Saturday, March 5, 2011

Reader-Response Criticism

SONNET 116 (SONNET)
BY: William Shakespeare 

Let me not to the marriage of true minds
Admit impediments. Love is not love
Which alters when it alteration finds,
Or bends with the remover to remove:
O no! it is an ever-fixed mark
That looks on tempests and is never shaken;
It is the star to every wandering bark,
Whose worth’s unknown, although his height be taken.
Love’s not Time’s fool, though rosy lips and cheeks
Within his bending sickle’s compass come:
Love alters not with his brief hours and weeks,
But bears it out even to the edge of doom.
If this be error and upon me proved,
I never writ, nor no man ever loved.


ANALYSIS 

The famous Sonnet 116 of Shakespeare can be criticized through the use of Reader-Response Criticism. As we can observe, Shakespeare is expressing his thought about love but he is allowing the reader to whether agree or disagree to him depending on what reader is thinking. As we all know, love is one of the most perplexful word because it has different meaning depending on who is reading it. Thus, Sonnet 116 express the author’s idea about love but the it doesn’t persuade us to accept what the author is thinking because we have our own thinking and we have the right to choose to stand on what we are believing.
Though this poem is short in length it is full of emotion. Shakespeare makes it known in the first line that he will not come between two people who are in love. He believes that love is strong enough to endure temptation and not waver. If love is altered by another, a “remover” of love, it was not love.
Time is love’s most powerful adversary, and this is demonstrated by the capitalization of the word making it a living breathing enemy of love.
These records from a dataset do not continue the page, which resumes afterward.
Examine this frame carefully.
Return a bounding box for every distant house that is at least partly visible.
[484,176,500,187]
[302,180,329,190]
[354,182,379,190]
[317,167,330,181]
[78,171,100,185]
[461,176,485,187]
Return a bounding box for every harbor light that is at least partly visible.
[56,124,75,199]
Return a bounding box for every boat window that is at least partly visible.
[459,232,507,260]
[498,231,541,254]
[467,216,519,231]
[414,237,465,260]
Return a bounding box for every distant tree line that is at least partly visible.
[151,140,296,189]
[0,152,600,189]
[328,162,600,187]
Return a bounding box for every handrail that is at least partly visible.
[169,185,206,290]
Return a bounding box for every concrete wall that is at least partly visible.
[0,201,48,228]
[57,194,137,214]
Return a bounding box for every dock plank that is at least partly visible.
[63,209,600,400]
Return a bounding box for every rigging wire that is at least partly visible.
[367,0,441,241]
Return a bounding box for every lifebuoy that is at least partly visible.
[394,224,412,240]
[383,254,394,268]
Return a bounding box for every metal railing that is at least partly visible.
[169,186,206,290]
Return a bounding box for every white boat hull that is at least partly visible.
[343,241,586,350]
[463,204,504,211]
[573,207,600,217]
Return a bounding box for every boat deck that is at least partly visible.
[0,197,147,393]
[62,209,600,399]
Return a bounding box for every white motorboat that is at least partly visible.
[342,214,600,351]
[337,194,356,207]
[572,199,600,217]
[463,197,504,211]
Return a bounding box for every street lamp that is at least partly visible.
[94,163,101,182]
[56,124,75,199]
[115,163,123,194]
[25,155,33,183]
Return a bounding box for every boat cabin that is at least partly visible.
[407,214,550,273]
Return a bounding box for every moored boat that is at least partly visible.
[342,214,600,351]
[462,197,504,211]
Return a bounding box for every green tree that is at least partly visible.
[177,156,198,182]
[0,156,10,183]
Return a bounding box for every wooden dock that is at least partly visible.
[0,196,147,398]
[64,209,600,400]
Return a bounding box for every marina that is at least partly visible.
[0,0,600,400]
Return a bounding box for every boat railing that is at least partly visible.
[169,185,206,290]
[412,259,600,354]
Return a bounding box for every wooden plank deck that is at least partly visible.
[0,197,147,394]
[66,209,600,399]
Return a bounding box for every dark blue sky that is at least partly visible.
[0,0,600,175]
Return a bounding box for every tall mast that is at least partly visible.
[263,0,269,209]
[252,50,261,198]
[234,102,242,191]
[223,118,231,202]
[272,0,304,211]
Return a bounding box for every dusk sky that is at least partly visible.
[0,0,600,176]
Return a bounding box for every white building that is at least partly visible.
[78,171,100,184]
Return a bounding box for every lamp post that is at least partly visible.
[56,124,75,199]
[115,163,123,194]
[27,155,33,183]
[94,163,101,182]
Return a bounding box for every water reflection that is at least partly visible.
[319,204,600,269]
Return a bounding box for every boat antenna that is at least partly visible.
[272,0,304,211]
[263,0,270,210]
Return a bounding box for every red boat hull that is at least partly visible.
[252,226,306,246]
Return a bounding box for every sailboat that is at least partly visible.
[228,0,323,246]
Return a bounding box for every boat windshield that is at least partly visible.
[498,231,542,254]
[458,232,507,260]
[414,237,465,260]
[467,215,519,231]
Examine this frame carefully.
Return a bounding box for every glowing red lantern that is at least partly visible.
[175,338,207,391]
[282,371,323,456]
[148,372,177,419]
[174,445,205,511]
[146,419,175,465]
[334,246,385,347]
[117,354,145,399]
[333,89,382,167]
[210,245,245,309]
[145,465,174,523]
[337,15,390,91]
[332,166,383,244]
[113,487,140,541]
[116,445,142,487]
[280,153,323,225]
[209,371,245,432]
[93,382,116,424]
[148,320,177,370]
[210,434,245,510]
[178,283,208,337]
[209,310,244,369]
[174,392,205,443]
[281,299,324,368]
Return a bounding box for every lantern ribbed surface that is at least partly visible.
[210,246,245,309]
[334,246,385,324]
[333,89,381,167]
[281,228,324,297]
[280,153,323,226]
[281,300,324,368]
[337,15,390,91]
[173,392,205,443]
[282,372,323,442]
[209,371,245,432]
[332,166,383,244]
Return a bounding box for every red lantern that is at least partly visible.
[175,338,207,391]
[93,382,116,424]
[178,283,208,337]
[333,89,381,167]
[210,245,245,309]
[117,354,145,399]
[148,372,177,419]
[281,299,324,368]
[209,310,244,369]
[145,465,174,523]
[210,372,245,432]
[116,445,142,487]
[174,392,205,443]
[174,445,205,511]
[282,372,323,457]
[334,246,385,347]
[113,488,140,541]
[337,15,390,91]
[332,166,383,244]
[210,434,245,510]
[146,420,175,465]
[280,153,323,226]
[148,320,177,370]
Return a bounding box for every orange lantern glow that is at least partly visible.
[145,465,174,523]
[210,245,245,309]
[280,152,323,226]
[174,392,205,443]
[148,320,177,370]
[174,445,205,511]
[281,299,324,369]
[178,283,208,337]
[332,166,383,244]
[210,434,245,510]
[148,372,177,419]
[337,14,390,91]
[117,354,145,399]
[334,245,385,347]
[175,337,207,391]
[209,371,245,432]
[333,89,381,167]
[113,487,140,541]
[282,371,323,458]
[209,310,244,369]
However powerful Time is, Shakespeare is certain that love is still stronger. “Love’s not Time’s fool, though rosy lips and cheeks/ Within his bending sickle’s compass come.” The reference to the sickle shows just how much of a threat Shakespeare views Time. Like Death, Time too carries his sickle waiting to steal love that is based on the loveliness of youth. But of course true love cannot be fooled by Time. Love cannot be measured in “brief hours and weeks”; love is eternal; it “bears it out even to the edge of doom.”
The structure of the poem lends to the fluidity. There is a primary rhyme that is dominant with stronger rhyming and a secondary that has weaker rhymes but is still powerful in meaning. Out of alignment with the other lines, but still included in the single stanza, is Shakespeare’s final declaration. If what he has stated is proven to be wrong he “never writ, nor no man ever loved.” Since we know, of course, that Shakespeare has written and that men have loved, Shakespeare’s hypothesis about love must be true—it is constant.